Atualmente, essa providencia é muito necessária. Eis o que mostrou um estudo confiável: “Hoje, apesar do rápido crescimento da concorrência, tanto nos mercados domésticos quanto nos internacionais, e da sempre crescente complexidade das negociações comerciais em escala global, há uma escassez de líderes globais especializados. (…) Uma pesquisa realizada entre as 500 maiores empresas da revistaFortune constatou que 85% dos entrevistados indicaram que suas companhias não tinham um nível suficiente de líderes globais.”8 

Esse mesmo estudo também apontou as principais características necessárias aos lideres globais: 

a) capacidade de inquirir (proatividade e busca de novas experiências); 
b) ligação emocional (racionalidade em vez de racionalismo); 
c) integridade (comportamento ético); 
d) capacidade de lidar com a incerteza (competências mencionadas neste texto); 
e) conhecimento organizacional e empresarial (pensamento estratégico, conhecimento das oportunidades de mercado, capacidade de lidar com desafios como diversidade cultural e de idiomas, legislações diversas, contextos geográficos variados, concepções diferentes de poder e política e assim por diante). 

Como se vê, os líderes de hoje precisam de muito mais do que as tradicionais habilidades e competências técnicas para o bom desempenho de suas funções. 
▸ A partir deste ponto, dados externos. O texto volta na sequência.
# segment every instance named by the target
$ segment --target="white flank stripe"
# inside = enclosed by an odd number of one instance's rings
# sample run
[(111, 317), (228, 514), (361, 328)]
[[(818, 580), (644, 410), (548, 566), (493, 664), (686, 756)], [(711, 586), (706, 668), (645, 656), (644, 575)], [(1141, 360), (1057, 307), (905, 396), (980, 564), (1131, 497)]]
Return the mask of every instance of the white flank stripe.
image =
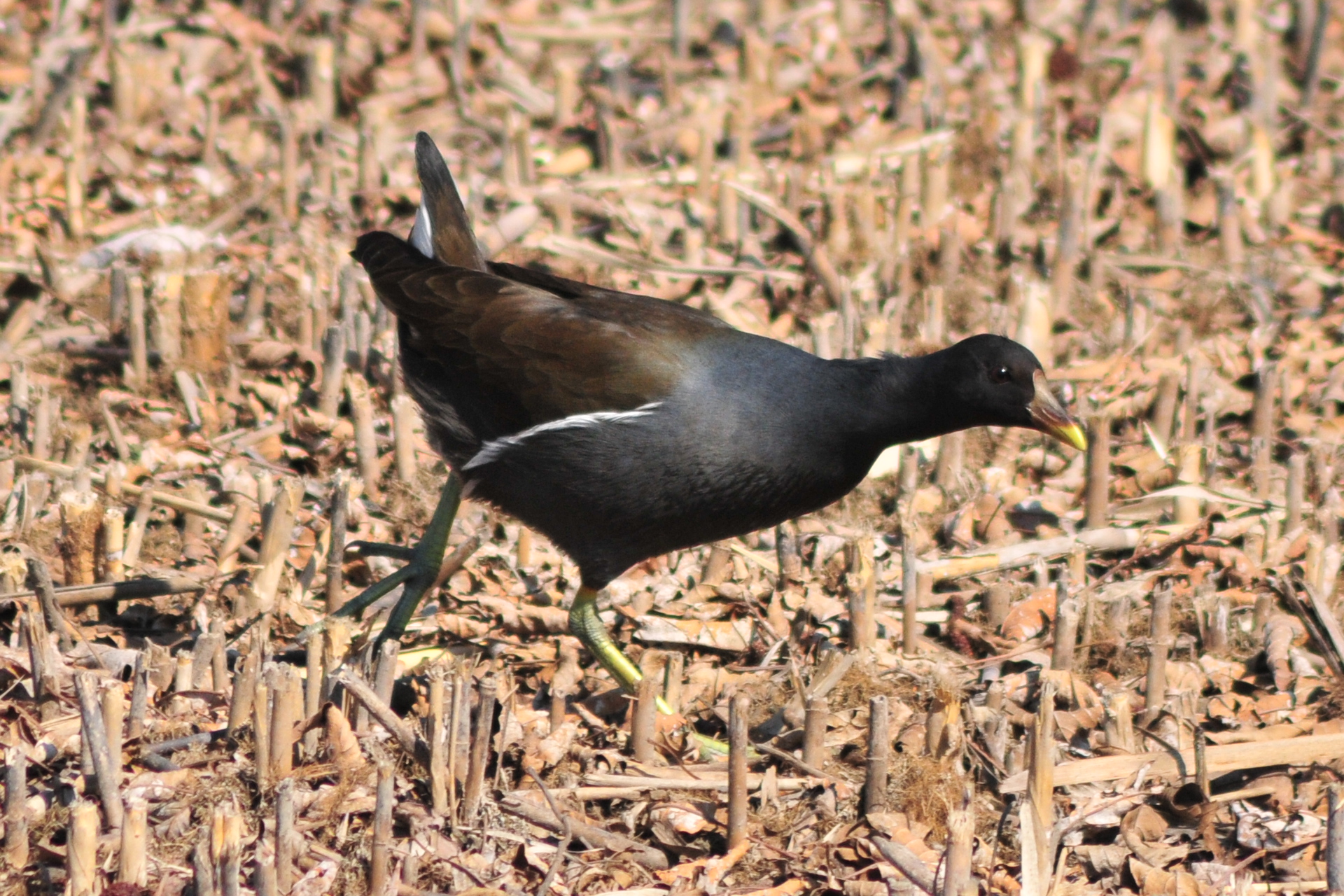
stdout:
[(415, 210), (415, 223), (411, 224), (410, 244), (425, 258), (434, 258), (434, 224), (429, 220), (429, 210), (421, 199), (419, 208)]
[(558, 420), (550, 420), (547, 423), (538, 423), (531, 429), (526, 429), (521, 433), (515, 433), (513, 435), (505, 435), (503, 438), (492, 439), (481, 446), (481, 450), (466, 462), (462, 472), (476, 469), (478, 466), (485, 466), (487, 463), (499, 459), (504, 451), (511, 447), (521, 445), (526, 439), (536, 435), (538, 433), (554, 433), (555, 430), (578, 430), (593, 426), (601, 426), (603, 423), (624, 423), (626, 420), (634, 420), (641, 416), (648, 416), (653, 412), (656, 407), (663, 404), (663, 402), (650, 402), (649, 404), (641, 404), (633, 411), (594, 411), (591, 414), (574, 414), (571, 416), (562, 416)]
A incerteza pede o auxílio da estratégia. A constatação de que o mundo em que vivemos é incerto e sujeito à aleatoriedade e à imprevisibilidade nos chegou por meio das descobertas da microfísica, da termodinâmica, da cosmologia, da teoria da evolução (hoje enriquecida pela psicologia evolucionária), da ciência cognitiva, da neurociência e das pesquisas dos historiadores. A esse respeito, Morin escreveu: “O inesperado nos surpreende, mas o novo brota sem parar. Deve-se esperar o inesperado. Precisamos aprender a navegar num oceano de incertezas entre arquipélagos de certeza”.9

A tarefa de lidar com a incerteza, o inesperado e os imprevistos requer uma atitude estratégica. É ela que permite que modifiquemos nossas ações – e também nossas expectativas – ao longo do tempo. Morin lembra a frase de Eurípides (circa 480 a.C. – 406 d.C.), tragediógrafo da Grécia antiga: “O esperado não se cumpre, e ao inesperado um deus abre caminho”.10 E, seguindo Eurípides, acrescenta: “Deve-se esperar o inesperado. E, quando o inesperado se manifesta, é preciso que sejamos capazes de rever nossas teorias e idéias, e não deixar o fato novo entrar a fórceps em uma teoria incapaz de acolhê-lo”.11 

Para ter a capacidade de rever nossas idéias e teorias, é indispensável que sejamos racionais e não racionalistas. É preciso que sejamos capazes de aprender por adaptação. Isso implica saber que o aprendizado por adaptação é aquele que muda nossas estruturas de percepção e, em conseqüência, o nosso comportamento. O que, por sua vez, nos torna adaptáveis às mudanças, isto é resilientes. Costumo repetir uma sugestão que pode ajudar a abrir as portas para esse tipo de aprendizado: precisamos prestar sempre muita atenção àquilo que mais nos desafia, que mais nos questiona, que mais nos incomoda. É um meio útil de abertura para o novo, de aprender a esperar o inesperado.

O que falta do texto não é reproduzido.